I am continuously in awe of Pamala Coleman-Smith. I look at these cards for many hours each day as a professional reader, and I am still learning and noticing new details.
One concept I am still exploring is the “stage” or “separation” cards. Those cards that seem to be set on a stage. There are certain core cards where it is very clear with a double line, and others where it appears intended.
Wands; (2), 4, 9, 10
Cups 2, (5), (8), (10), page
Swords 2,(4), 5, 7, (9)
Pentacles 2, 4, 6, 8
Where () indicates it is less clear than the 2 distinct lines.
I don’t have a clear and single answer on this, rather several concepts I am still exploring.
Are these cards “framed” ?
I wonder if these cards are being marked as significant. It may be they are key cards in each suit- cards that we need to pay extra attention to in a reading. The stage is to draw our attention to the card in a spread.
It may be these cards have a particular occult knowledge that I am not aware of, codified information. I am aware there is much information regarding astrology and the kabbalah with in the deck- two areas of study I am less focused on.
The stage cards may be a reference to “key” cards with a meaning that is still hidden to many, or as yet not re-discovered.
The stage may be to change our challenge our perspective on the card.

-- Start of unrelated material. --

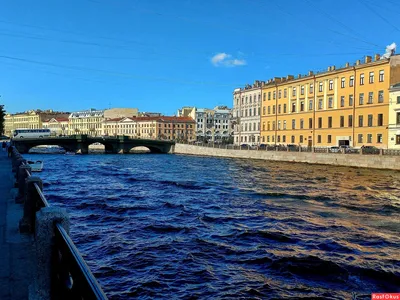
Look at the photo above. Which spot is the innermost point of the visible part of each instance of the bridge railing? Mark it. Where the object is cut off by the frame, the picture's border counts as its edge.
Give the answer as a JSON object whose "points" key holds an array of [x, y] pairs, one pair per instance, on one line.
{"points": [[62, 273]]}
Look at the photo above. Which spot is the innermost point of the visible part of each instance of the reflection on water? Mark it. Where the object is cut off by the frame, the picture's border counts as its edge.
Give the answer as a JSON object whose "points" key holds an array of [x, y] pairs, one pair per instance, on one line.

In these cards the “actor” and the backdrop are separated, and I wonder whether we are being asked to integrate this into our understanding of the card.
· Can these cards have more emphasis on internal processes. These cards let us know more about how a querent is thinking, and also projecting their thought/emotions onto others?
· Does it suggest that these cards are sometimes not what is really going on- the querent is acting out, as readers we need to look again if a reading has several or significant stage cards in a reading.
· Is it linked to manifesting/creating a reality- I often think the 10 of cups is a promise of happiness even if happiness isn’t currently present (with the rainbow as the significant symbol). Is this a common theme with the stage cards?
· Can it be linked to illusions and delusions? Actors playing a role are hoping to trick us into suspending reality and getting caught up in the narrative. Do these cards suggest the querent is caught in a narrative- either theirs or someone else’s?
I do consider the stage cards are creating a separation, that the reader/querent is somehow removed from the action. Quite how this impacts a reading will depend on the number and placement of stage cards, the narrative they create between them.
If I notice stage cards I will wonder;
· Is the querent projecting? Is the narrative I am seeing more focused on what the querent thinks is happening rather than the actual facts?
· Is the internal world of the querent what we are really exploring here, rather than the physical world?
· Are there layers to this- illusions and delusions that make the reading more complicated than it first seems.
Honestly I often don’t even notice the stage cards. But sometimes they catch my eye. Sometimes a reading isn’t making sense, it seems to be missing the mark- then the smaller details like the placement of stage-cards can unlock a reading and really illuminate a key detail.
Sometimes noticing the stage cards can provide that missing link that brings the whole reading together.